The aftermath? Over 4,100 casualties and 25,000 arrests, as reported by the Assistance Association for Political Prisoners. The U.N. has raised concerns, stating Myanmar stands on the edge of a significant humanitarian crisis.

DEFEND ID boasts five branches specializing in various defense products, including ammunition, ships, and aircraft. Both PAL Indonesia and Pindad issued separate statements reinforcing their adherence to human rights and Indonesia's foreign strategies.

Former U.N. official Marzuki, who had previously advocated for an arms embargo against Myanmar, commented that the post-Rohingya genocide equipment sales raised skepticism regarding Indonesia's alignment with international laws.

Security analysts have weighed in on the matter.
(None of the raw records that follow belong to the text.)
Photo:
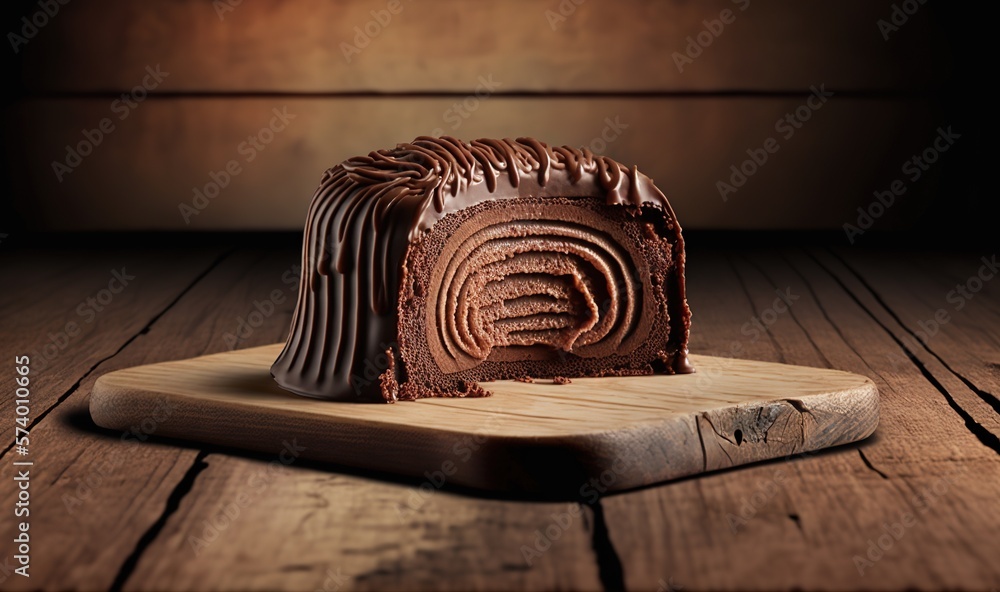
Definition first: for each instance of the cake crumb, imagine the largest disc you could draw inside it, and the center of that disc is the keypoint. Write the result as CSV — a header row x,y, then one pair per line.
x,y
472,390
387,380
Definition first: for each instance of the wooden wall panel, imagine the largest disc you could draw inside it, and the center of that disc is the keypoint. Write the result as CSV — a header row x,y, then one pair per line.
x,y
446,45
151,161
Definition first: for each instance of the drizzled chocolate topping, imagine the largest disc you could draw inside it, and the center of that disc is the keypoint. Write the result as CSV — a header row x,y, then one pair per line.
x,y
373,221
Khairul Fahmi of the Institute for Security and Strategic Studies remarked that should the allegations hold, the government could appear neglectful. Another analyst, Muradi of Padjadjaran University, highlighted the challenges of controlling weapon usage once sold, given the absence of stringent regulations.

Muradi emphasized that the primary market for Indonesia's defense sector remains domestic, making up 80% of its revenue. However, he also touched upon the complexities of overseas sales, stating, "While we aim to enhance exports, we cannot dictate the purchasing nation's terms of weapon utilization."